La libertad sólo se da entre limites. Límites que muchas veces han de ser autoimpuestos. O bien, vigilados por aquellos que son nuestros tutores mientras adquirimos el criterio y la responsabilidad que nos permita conocer cuáles son esos límites y actuar en consecuencia. Personalmente, hace tiempo que sé que hay determinadas historias que prefiero no ver.
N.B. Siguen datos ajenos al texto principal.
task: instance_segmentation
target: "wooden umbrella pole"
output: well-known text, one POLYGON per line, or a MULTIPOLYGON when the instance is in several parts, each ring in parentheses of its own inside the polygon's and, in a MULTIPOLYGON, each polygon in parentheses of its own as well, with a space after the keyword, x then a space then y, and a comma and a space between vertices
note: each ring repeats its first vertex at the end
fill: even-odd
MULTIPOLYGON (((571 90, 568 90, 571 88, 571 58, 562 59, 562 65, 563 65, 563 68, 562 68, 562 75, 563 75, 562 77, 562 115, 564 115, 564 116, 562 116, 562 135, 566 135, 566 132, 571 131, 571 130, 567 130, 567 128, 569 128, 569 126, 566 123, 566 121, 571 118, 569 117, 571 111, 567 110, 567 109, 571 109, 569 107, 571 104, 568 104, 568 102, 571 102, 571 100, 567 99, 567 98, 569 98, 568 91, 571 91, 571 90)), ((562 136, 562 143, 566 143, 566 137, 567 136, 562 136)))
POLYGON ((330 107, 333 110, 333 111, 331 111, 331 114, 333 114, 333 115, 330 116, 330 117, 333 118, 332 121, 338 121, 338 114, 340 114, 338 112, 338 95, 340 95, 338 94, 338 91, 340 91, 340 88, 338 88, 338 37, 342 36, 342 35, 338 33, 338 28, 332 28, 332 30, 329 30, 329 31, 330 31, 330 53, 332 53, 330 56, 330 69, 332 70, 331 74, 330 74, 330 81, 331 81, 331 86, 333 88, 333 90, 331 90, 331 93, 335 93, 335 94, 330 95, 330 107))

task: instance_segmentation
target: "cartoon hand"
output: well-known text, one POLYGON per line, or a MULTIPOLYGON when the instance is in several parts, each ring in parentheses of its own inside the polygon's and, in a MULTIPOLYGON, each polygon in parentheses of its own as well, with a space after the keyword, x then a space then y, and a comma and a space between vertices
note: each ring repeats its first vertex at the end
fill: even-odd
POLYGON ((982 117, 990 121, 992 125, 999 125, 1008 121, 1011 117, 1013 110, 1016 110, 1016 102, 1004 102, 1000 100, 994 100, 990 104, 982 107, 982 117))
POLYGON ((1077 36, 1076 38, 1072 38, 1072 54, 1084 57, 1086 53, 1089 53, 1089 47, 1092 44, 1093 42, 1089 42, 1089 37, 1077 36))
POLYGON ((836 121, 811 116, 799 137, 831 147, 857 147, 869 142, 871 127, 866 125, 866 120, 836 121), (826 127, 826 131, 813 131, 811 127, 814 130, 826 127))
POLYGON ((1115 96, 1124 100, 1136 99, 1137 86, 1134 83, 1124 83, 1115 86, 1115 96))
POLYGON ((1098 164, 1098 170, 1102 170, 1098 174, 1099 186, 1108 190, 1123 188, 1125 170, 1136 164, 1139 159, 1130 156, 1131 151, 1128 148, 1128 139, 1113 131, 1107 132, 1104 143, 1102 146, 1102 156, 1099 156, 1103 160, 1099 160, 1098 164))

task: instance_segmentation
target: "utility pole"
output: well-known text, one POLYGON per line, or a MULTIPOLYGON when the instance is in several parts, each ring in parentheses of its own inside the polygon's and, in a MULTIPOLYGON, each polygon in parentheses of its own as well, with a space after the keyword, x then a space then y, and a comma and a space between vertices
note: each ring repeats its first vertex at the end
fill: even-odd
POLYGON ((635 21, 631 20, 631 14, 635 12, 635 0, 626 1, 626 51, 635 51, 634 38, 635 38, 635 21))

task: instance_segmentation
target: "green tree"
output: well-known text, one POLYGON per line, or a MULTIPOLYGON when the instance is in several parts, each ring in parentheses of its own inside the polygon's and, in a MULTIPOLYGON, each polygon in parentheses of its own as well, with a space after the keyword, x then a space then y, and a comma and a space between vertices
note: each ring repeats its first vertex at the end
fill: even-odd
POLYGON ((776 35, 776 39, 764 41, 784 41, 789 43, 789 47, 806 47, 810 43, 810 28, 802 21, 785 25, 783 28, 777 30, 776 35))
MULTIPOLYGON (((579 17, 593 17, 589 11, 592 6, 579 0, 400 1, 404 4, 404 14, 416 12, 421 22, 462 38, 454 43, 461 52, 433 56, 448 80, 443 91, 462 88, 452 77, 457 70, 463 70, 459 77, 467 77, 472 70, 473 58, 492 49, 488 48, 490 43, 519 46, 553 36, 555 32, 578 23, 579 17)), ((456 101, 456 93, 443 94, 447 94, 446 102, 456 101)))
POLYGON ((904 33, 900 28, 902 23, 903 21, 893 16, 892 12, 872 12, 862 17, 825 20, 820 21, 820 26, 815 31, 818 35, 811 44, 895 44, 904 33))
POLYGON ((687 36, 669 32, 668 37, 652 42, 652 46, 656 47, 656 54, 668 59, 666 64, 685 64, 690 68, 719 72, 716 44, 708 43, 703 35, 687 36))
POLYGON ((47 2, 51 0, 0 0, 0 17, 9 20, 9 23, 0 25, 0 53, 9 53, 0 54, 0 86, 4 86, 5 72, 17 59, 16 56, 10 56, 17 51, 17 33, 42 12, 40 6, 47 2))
Pero me parecería ridículo pretender que nadie más pudiera ver algo sólo porque a mí podría hacerme daño.

«Así pues, reivindico mi libertad soberana para ver o no ver lo que me dé la gana: Quiero poder ver películas sobre suicidios y acosos sin que nadie pretenda concienciarme o prevenirme, sobre guerras en las que la gente se mata y muere, sobre aventuras imposibles con sexo explícito o implícito no necesariamente seguro o consentido, con relaciones de poder en las que quizás sean los malos quienes se salgan con la suya. No necesito moralejas, ni la guía de un psicólogo para no confundir la ficción con la realidad, ni que me eduquen con conclusiones moral o políticamente correctas, que para eso ya tengo a los políticos cuyas historias, por cierto, entran en la categoría de las que no quiero ver.»

Qué le vamos a hacer, quizás sea un pervertido, pero siempre me ha gustado ser yo quien decida sobre qué entra y qué no entra en mi mente. Y, por supuesto, siempre, siempre, sacar mis propias conclusiones.